Do Audio LLMs Really LISTEN, or Just Transcribe? Measuring Lexical vs. Acoustic Emotion Cues Reliance
This addresses a critical bottleneck in multimodal AI for emotion recognition, revealing that models may not effectively listen to speech, which is incremental as it highlights limitations in existing methods.
The paper tackled the problem of whether large audio language models (LALMs) genuinely process acoustic cues for emotion understanding or rely primarily on lexical content, and found that current LALMs show consistent lexical dominance, with performance approaching chance in paralinguistic settings.
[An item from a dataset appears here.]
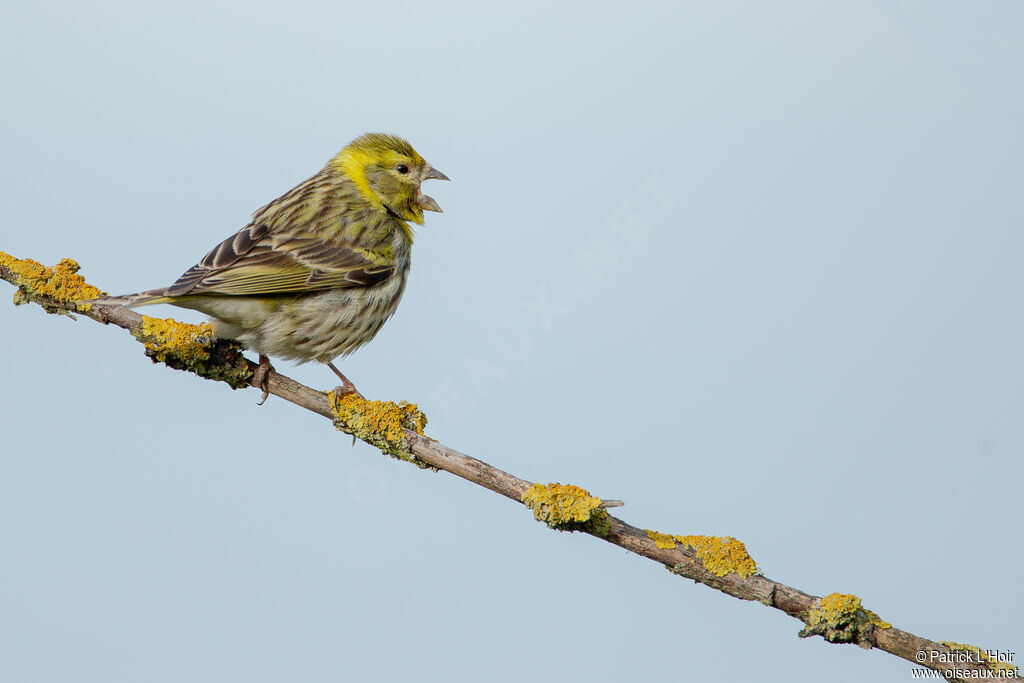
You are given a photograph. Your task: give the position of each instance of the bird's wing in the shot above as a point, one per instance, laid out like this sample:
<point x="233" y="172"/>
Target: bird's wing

Understanding emotion from speech requires sensitivity to both lexical and acoustic cues. However, it remains unclear whether large audio language models (LALMs) genuinely process acoustic information or rely primarily on lexical content. We present LISTEN (Lexical vs. Acoustic Speech Test for Emotion in Narratives), a controlled benchmark designed to disentangle lexical reliance from acoustic sensitivity in emotion understanding. Across evaluations of six state-of-the-art LALMs, we observe a consistent lexical dominance. Models predict "neutral" when lexical cues are neutral or absent, show limited gains under cue alignment, and fail to classify distinct emotions under cue conflict. In paralinguistic settings, performance approaches chance. These results indicate that current LALMs largely "transcribe" rather than "listen," relying heavily on lexical semantics while underutilizing acoustic cues. LISTEN offers a principled framework for assessing emotion understanding in multimodal models.